Mam nadzieję, że będzie to ostrzeżenie dla innych lekarzy, żeby przestrzegali prawa i kierowali się dobrem pacjentów - mówi Bożena Kleczkowska, która wytoczyła lekarzowi proces za odmowę legalnej aborcji

Proces, który toczy się przed warszawskim sądem, mógł się zakończyć już wczoraj. Rozprawę odroczono jednak do czerwca, bo nie dotarły akta z sądu lekarskiego, który też zajmował się sprawą.

Historię opisaliśmy we wczorajszej "Gazecie". W 2001r. Bożena Kleczkowska z Warszawy przyszła do stołecznego szpitala przy ul. Inflanckiej ze skierowaniem na aborcję. Nie chciała urodzić chorego dziecka, a badania wykazały, że płód jest dotknięty zespołem Downa. Ordynator C. nie wykonał zabiegu. Żądał dodatkowych dokumentów, tłumacząc, że prawo nie mówi, czy można usunąć taki płód. Kobieta przerwała ciążę w innym szpitalu i zawiadomiła prokuraturę.

Gdy ta dwukrotnie odmówiła wszczęcia postępowania, zaskarżyła jej decyzję do sądu. W 2003 r. prokuratura oskarżyła C. o niedopełnienie obowiązków. W oddzielnym procesie cywilnym Kleczkowska za straty moralne domaga się od ordynatora i szpitala 300 tys. zł odszkodowania.
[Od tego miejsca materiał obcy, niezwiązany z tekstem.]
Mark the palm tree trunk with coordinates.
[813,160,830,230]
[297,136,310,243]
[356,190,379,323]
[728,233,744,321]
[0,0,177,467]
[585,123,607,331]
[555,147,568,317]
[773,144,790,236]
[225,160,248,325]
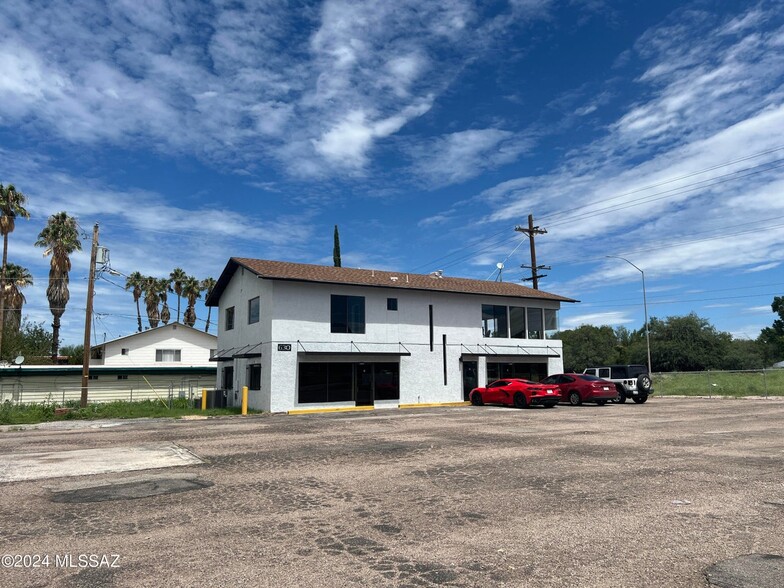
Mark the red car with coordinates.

- To precedensowa sprawa. Znam kilka podobnych historii, ale prokuratura w takich sytuacjach umarza dochodzenie. Problemy pojawiają się już na etapie uzyskania skierowania na badania prenatalne. Lekarze uchylają się od ich wypisywania, bo nie chcą mieć kłopotów ze środowiskami przeciwnymi aborcji - mówi Aleksandra Solik z Federacji na rzecz Kobiet i Planowania Rodziny. - To uderza w zdrowie kobiet i utrudnia dostęp do legalnej aborcji. Rocznie przeprowadza się 150-160 zabiegów ze względów zdrowotnych i kilka z powodu gwałtu.